Robot Finds 'Monster' Remains In Loch Ness

Scientists have discovered the remains of a 'monster' in Loch Ness, but it’s not the one they were looking for.

An underwater robot has found the model used in 1970s film The Private Life of Sherlock Holmes.

Once filming was finished, its humps were removed and it sank.

The discovery was made by an underwater drone, which has been carrying out what has been described as "the most in depth survey of Loch Ness ever".

Initial findings from Operation Groundtruth, involving an intelligent marine scanning device, claim to disprove the so-called 'Nessie trench'.

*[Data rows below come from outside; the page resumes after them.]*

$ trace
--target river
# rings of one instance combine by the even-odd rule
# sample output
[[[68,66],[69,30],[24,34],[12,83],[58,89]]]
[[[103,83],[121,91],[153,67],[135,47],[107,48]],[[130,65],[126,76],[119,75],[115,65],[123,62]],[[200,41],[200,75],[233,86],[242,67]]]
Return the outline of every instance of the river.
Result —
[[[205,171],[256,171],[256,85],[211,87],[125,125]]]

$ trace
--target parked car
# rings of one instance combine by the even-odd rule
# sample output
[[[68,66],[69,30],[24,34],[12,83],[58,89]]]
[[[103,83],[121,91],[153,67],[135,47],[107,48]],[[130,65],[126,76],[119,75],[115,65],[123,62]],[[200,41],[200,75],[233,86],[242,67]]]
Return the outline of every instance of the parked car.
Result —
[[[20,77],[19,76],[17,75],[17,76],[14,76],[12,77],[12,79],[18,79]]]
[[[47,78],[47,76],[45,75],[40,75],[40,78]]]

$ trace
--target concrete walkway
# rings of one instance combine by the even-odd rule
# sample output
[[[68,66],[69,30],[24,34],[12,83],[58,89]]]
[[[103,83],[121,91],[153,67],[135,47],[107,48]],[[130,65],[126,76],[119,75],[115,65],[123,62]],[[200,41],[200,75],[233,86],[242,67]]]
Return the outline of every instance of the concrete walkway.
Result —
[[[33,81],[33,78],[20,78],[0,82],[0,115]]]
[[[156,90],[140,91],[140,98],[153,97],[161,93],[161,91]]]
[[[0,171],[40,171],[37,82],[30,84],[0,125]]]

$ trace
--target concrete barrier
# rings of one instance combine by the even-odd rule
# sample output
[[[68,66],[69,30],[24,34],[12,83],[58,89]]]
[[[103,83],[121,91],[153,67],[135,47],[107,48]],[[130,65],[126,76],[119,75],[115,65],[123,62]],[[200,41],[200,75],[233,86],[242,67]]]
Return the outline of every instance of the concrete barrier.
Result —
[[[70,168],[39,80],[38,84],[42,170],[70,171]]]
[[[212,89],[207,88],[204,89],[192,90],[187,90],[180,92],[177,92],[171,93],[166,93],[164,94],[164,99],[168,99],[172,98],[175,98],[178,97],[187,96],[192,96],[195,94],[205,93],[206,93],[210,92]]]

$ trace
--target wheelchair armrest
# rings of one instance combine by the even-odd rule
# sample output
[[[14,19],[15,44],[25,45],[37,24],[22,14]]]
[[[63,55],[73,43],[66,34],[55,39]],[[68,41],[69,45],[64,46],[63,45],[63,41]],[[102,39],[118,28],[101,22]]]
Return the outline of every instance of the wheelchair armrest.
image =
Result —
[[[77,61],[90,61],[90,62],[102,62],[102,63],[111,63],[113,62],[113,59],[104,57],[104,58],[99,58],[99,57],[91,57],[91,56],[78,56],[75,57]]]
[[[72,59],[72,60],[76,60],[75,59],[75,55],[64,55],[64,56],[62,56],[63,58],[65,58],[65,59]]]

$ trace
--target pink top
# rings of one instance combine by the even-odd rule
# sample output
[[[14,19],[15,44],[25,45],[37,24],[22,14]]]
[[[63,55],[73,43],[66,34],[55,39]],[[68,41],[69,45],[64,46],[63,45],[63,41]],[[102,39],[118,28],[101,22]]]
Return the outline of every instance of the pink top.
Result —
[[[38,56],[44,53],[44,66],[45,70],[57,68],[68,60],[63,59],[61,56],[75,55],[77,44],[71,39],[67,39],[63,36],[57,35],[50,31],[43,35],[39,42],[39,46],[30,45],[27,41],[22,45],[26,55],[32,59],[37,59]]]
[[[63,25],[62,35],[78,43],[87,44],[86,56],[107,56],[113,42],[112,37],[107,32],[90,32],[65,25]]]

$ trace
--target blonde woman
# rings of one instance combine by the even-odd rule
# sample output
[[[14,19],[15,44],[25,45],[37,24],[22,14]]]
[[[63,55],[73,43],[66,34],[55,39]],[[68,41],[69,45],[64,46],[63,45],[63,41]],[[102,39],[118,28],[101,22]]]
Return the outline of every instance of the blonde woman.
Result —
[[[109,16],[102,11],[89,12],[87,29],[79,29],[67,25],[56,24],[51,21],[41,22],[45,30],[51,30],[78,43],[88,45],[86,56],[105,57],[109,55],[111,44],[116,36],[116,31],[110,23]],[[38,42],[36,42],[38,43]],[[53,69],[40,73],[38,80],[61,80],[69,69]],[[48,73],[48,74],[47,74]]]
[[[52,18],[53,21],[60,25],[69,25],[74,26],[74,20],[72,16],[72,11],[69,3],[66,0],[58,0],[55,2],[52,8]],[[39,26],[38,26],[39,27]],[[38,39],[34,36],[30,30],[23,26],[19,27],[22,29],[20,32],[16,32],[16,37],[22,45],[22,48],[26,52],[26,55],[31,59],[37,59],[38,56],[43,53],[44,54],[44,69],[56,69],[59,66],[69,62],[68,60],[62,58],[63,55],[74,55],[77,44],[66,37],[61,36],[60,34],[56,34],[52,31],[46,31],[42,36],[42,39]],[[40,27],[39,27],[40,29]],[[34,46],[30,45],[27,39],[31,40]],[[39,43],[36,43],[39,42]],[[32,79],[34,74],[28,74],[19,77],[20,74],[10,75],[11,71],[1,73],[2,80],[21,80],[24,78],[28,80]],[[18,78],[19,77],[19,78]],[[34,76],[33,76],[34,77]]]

Earlier this year a retired fisherman said he had discovered a new crevice large enough to fit the legendary monster.

Sonar imaging now claims to show that there is, in fact, no anomaly or abyss in that specific location.

Adrian Shine, leader of the Loch Ness Project, said the robot, which is called Munin, can approach areas of interest and image them at "extremely high resolution".

It uses sonar imaging to map vast areas to depths of 1,500m.

He told Sky News that Loch Ness is 230m deep but that there had been claims it was deeper and had a "special trench".

However, he added that the torpedo-like robot had searched the area but "sadly the trench is not there".

"So the Nessie's lair of a few weeks ago does not exist," said Mr Shine.

The loch has been notoriously difficult to survey in the past because of its depth and steep slopes underwater.

Visibility is also extremely poor because of the peat content of the water from the surrounding soil.

The underwater robot is usually used to search for downed aircraft, sunken vessels and forensic marine investigations.

The team behind the search say they are confident more discoveries will be made in the loch.

In the past, a Wellington bomber from World War Two was found, as well as a 100-year-old fishing boat and debris from a fatal speed record attempt in 1952.

Malcolm Roughead, chief executive of VisitScotland said: "We are excited to see the findings from this in depth survey by Kongsberg.

"But no matter how state-of-the-art the equipment is, and no matter what it may reveal, there will always be a sense of mystery and the unknown around what really lies beneath Loch Ness."